Has been invited to team’s training camp later this month
© Telegram file photo/Joe Gibbons
In this April 6, 2012 file photo, forward Zach O’Brien is shown skating at a St. John’s IceCaps practice at Mile One Centre. With his major junior career finished, O’Brien is getting another tryout with the American Hockey League’s IceCaps. The 21-year-old from St. John’s has received an invitation to the team’s training camp later this month.
Zach O’Brien hopes his stay with the St. John’s IceCaps lasts much longer his first one with the American Hockey League club.
To do that, the forward from St. John’s says it’s important to show he can play “a 200-foot” game, meaning he’ll need to play as well defensively as he did offensively throughout his major junior career, which saw him score 97 goals and 193 points in his final two seasons with the QMJHL’s Acadie-Bathurst Titan.
Last month, the 21-year-old received an invitation to take part in the IceCaps' training camp, which will be held Sept. 23-29 in St. John's. This is the second time around for O’Brien with the American Hockey League team. He signed an amateur tryout contract with the IceCaps following the 2011-12 season and appeared in one regular-season game.

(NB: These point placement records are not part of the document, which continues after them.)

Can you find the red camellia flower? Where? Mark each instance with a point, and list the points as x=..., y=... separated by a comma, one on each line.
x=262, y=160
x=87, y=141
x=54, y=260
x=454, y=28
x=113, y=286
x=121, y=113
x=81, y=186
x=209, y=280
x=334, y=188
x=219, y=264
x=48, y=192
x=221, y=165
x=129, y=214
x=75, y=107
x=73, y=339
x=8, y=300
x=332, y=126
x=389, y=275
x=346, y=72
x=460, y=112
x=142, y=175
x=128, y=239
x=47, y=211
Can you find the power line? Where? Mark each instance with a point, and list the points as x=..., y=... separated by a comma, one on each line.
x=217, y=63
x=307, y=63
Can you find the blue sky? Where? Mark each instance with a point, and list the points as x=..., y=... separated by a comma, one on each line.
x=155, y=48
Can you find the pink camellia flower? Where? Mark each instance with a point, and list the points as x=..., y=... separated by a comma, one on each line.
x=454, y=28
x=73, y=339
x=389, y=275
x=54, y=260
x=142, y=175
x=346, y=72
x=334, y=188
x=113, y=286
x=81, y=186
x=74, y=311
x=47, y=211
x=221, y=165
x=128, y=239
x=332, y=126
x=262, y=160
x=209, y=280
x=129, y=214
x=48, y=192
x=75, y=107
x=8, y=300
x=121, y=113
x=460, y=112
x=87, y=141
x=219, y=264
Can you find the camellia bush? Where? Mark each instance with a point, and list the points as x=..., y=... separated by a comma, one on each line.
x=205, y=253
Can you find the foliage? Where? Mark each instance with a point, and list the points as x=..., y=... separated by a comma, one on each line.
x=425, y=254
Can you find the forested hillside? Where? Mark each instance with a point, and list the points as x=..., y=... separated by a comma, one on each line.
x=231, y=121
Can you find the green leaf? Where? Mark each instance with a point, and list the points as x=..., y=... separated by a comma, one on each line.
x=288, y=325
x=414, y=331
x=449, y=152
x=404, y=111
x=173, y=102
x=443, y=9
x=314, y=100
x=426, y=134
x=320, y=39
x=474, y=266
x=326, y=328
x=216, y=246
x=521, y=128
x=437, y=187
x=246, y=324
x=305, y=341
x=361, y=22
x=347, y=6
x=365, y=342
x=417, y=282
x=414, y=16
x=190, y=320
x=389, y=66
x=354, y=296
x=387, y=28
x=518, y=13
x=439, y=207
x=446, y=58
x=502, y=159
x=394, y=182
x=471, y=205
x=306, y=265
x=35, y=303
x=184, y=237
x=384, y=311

That stint, although short, provided some reinforcement of what’s expected at the professional level.
“I’m pretty happy to get another shot with them (IceCaps),” said O’Brien, who had also attended the San Jose Sharks’ rookie camp in the fall of 2010.
“My game is to bring some offensive skill, but I’m also willing to work hard and become more of a complete player because I know that’s what they want me to do.
“If I want to stick (at the AHL level), I know I have to prove I can play in the defensive end as well.”
When asked what he took from O’Brien’s first turn with his team a year-and-half ago, IceCaps’ head coach Keith McCambridge noted the opportunity was somewhat curtailed by the fact St. John’s “had a veteran-laded team.”
“But you could see he obviously had a real high skill level,” said McCambridge.
“However, I wouldn’t want to give an immediate assessment of him. It’s not fair to the player until we’ve seen him as he is right now.
“That’s why we’re bringing him into camp, to see his development at this point in his career.”
O’Brien has been skating two, and sometimes three, times a week since July with Newfoundland NHLers such as Teddy Purcell, Ryane Clowe, Luke Adam and Adam Pardy,
“I’ve also been working out all summer with trainer Bobber Thompson,” he said after coming back from a pick-up basketball game Wednesday night.
O’Brien said playing in the ECHL is his first option if he can’t crack the IceCaps’ lineup.
While he has also considered going the university route, he said that idea is on hold while he continues to pursue a pro career.
The 5-10, 190-pounder cleaned up on end-of-the-year honours in his final season with the Titan, earning awards as the team’s MVP and top offensive player of the year, the fans’ choice as player of the year and the points leader from three-star selections.
In a total of 192 QMJHL games with the Rouyn-Noranda Huskies and Acadie-Bathurst, O’Brien had 126 goals, 134 assists and a plus-43 rating. He also had just two penalty minutes, those coming on an interference minor late last season. It broke a string of 186 games without a penalty.
As far as his basketball skills are concerned, O’Brien said he’s been told he’s pretty good “for a hockey player.”